1. What will Nick Williams’ playing time be?
The highly-touted outfielder finally got his call-up to the big leagues a few weeks prior to the all-star break. In 10 games, he posted a .281 average with a homer. It was nothing to get too excited about, but he certainly didn’t look out of place. The question that remains for the second half will be what Williams’ usage is the rest of the way. For the fans’ sake, Williams should be an everyday guy along with fellow youngster, Aaron Altherr. The platoon should be with Odubel Herrera and Howie Kendrick (until his likely trade). It’s also nice to see Williams bat in the fifth spot, where he spent six of his 10 games, but it wouldn’t be a surprise to see him slide up to third in the order more often if he proves to be a guy who can get on base.
2. Can we expect a turnaround from Maikel Franco?
A major disappointment in the first half was Franco’s performance. He sits at a .217 average and a .274 on-base percentage. That’s simply not good enough for a guy whose supposed to be a major producer in the lineup. He’s not off to a strong start in July, either, batting .200 in the nine games before the break. He’ll need to break out of that funk or else there will be talk about what to make of him moving forward; in fact, there’s already speculation he could be on the block come the trade deadline.

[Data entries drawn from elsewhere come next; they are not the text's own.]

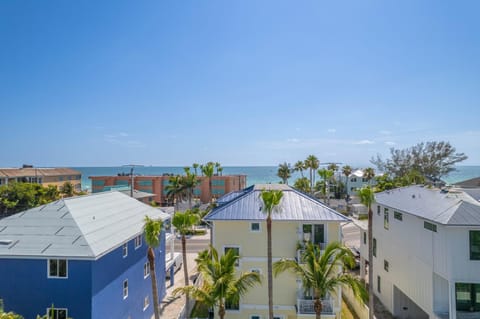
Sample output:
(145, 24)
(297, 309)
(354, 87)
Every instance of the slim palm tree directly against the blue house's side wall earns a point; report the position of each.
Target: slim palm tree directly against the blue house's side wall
(152, 230)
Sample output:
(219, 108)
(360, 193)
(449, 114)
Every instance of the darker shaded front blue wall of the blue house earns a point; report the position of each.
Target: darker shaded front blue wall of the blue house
(26, 289)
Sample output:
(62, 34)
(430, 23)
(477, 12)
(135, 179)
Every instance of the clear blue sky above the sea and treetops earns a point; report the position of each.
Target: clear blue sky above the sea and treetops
(105, 83)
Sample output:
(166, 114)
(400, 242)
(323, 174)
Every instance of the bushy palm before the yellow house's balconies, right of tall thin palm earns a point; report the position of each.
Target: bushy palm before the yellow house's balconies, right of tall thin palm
(323, 273)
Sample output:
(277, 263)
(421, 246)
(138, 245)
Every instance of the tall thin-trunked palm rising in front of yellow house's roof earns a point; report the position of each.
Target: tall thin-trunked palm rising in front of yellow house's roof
(271, 200)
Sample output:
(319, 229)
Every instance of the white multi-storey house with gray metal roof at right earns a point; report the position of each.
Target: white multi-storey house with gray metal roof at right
(427, 252)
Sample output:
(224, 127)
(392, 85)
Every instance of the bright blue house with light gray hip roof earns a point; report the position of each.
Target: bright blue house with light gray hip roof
(86, 256)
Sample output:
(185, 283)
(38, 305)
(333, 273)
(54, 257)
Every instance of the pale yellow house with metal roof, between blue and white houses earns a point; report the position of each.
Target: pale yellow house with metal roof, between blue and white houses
(239, 223)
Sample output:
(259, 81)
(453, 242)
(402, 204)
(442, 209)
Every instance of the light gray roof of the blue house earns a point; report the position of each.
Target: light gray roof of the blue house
(85, 227)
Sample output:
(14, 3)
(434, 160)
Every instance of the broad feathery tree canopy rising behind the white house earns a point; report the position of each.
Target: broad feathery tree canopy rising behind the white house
(431, 159)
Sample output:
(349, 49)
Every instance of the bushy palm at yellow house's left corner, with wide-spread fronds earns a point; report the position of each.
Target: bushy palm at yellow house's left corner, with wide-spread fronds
(221, 284)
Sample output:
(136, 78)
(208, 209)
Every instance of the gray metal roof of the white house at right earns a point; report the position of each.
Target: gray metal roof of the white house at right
(453, 207)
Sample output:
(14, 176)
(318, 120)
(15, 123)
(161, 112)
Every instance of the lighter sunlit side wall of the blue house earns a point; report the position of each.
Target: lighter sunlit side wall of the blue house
(109, 273)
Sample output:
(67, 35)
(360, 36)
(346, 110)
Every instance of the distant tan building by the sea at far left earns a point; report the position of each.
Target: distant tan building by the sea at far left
(42, 175)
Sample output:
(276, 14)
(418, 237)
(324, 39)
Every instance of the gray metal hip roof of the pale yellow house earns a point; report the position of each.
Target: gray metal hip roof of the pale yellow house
(295, 206)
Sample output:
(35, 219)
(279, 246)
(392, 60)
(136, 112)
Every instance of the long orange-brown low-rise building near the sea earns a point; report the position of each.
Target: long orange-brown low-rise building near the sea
(157, 185)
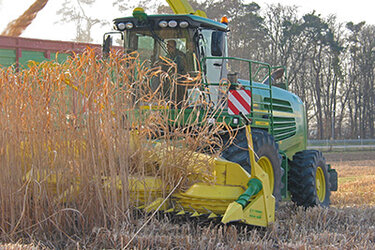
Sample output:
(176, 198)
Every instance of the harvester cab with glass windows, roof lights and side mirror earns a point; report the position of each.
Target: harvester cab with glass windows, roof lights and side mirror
(187, 40)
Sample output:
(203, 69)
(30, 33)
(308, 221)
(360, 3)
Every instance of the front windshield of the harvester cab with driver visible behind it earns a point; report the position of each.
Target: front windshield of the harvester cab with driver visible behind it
(175, 44)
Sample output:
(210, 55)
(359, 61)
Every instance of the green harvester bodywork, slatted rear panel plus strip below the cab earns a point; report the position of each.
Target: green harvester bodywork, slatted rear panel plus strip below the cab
(288, 116)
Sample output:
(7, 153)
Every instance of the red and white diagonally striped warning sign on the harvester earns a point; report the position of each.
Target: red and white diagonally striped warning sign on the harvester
(239, 101)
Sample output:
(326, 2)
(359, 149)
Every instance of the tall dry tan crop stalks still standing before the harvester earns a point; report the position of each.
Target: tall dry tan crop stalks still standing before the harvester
(73, 133)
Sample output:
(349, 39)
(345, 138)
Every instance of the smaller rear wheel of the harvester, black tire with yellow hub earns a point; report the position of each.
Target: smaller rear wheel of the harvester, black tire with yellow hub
(309, 183)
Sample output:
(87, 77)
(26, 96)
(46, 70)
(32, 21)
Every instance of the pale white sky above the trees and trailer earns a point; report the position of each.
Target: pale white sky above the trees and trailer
(47, 24)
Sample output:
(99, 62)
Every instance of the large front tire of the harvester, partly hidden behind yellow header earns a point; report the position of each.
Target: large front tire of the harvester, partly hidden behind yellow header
(266, 150)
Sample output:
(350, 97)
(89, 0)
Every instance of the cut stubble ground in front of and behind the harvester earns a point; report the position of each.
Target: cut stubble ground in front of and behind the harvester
(349, 223)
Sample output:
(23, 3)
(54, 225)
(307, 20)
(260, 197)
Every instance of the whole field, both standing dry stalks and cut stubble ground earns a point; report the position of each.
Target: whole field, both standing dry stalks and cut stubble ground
(72, 134)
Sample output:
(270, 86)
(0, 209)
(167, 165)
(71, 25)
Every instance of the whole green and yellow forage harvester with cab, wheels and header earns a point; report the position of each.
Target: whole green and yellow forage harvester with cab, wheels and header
(267, 161)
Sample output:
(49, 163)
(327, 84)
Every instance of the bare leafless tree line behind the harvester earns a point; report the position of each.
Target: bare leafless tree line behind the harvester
(330, 64)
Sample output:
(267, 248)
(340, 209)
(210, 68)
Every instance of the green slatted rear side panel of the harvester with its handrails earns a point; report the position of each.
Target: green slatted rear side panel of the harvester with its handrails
(275, 109)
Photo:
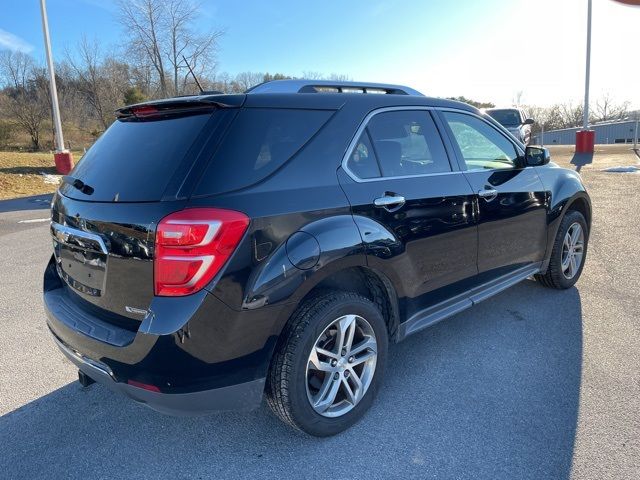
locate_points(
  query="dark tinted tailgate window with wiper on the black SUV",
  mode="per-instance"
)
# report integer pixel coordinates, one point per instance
(134, 160)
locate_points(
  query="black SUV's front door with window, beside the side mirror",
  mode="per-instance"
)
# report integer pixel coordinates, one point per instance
(511, 200)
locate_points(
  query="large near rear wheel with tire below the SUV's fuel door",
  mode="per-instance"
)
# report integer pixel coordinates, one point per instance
(329, 363)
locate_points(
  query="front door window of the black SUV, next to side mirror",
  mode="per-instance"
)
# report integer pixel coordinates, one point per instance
(481, 146)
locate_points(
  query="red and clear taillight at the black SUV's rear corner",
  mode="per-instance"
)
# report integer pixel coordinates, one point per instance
(191, 247)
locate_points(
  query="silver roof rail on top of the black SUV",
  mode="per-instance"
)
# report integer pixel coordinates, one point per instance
(329, 86)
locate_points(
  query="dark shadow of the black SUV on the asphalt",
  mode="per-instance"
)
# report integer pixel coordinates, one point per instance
(490, 393)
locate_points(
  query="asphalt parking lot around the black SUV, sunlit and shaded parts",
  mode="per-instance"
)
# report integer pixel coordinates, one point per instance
(533, 383)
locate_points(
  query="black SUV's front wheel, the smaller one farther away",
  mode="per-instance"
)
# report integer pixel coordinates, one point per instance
(562, 273)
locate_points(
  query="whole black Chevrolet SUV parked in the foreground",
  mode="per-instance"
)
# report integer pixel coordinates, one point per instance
(209, 249)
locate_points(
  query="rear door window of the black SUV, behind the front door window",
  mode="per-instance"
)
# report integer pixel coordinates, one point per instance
(398, 144)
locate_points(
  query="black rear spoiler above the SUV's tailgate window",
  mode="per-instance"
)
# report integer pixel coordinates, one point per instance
(180, 105)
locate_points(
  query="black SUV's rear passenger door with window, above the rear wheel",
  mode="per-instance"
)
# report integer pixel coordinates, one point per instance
(412, 205)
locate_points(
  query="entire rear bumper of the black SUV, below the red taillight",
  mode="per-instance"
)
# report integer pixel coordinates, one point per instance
(196, 354)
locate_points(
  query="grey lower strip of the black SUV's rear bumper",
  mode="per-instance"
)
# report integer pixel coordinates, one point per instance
(242, 397)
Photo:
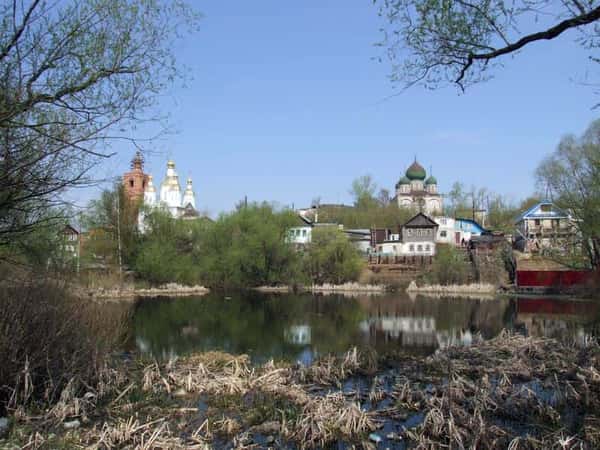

3. Will Aaron Nola keep rising?
To start, Nola opened 2-0 and looked to be finding his groove, but then came a frustrating May that saw him go 0-3 with a 5.63 ERA. He’s been a different pitcher since, though, especially in his last two starts. He went into the break with a 1.20 ERA and 17 strikeouts to just three walks in those final two outings. For a team where wins (and quality starts) are absent, Nola’s re-emergence is a welcomed sight. It’ll be a matter of if he can sustain that consistency, something he hasn’t quite done throughout his career.
4. Which prospects can we expect up in the second half?
It’s too tough to predict which guys get the call when the rosters expand September — players like Jorge Alfaro and Roman Quinn will certainly be among the group. If the team keeps up the poor play in July and August, however, will someone like Scott Kingery or Rhys Hoskins get the call-up before September? It seems more likely that Hoskins would get a shot over Kingery. During the Futures Game, Hoskins told reporters that “I’m ready” to play in the big leagues; the confidence is there, now it’s a matter of when not if. Unfortunately, the Phillies lean more conservative in their handling of prospects. That being said, it may just be too hard to keep Hoskins down in Triple-A for another month.
5. Just how bad can this thing get?
This is a question fans hate to ask, but it’s looking more and more like this Phillies team is headed for the worst record in baseball as things don’t appear to be getting better anytime soon. Their 29 wins are the fewest in baseball with the next closest being San Francisco with 34. At the pace they’re going, the Phillies are flirting with 108-110 losses, which would come awfully close to their worst season ever when they lost 111 games in 1941.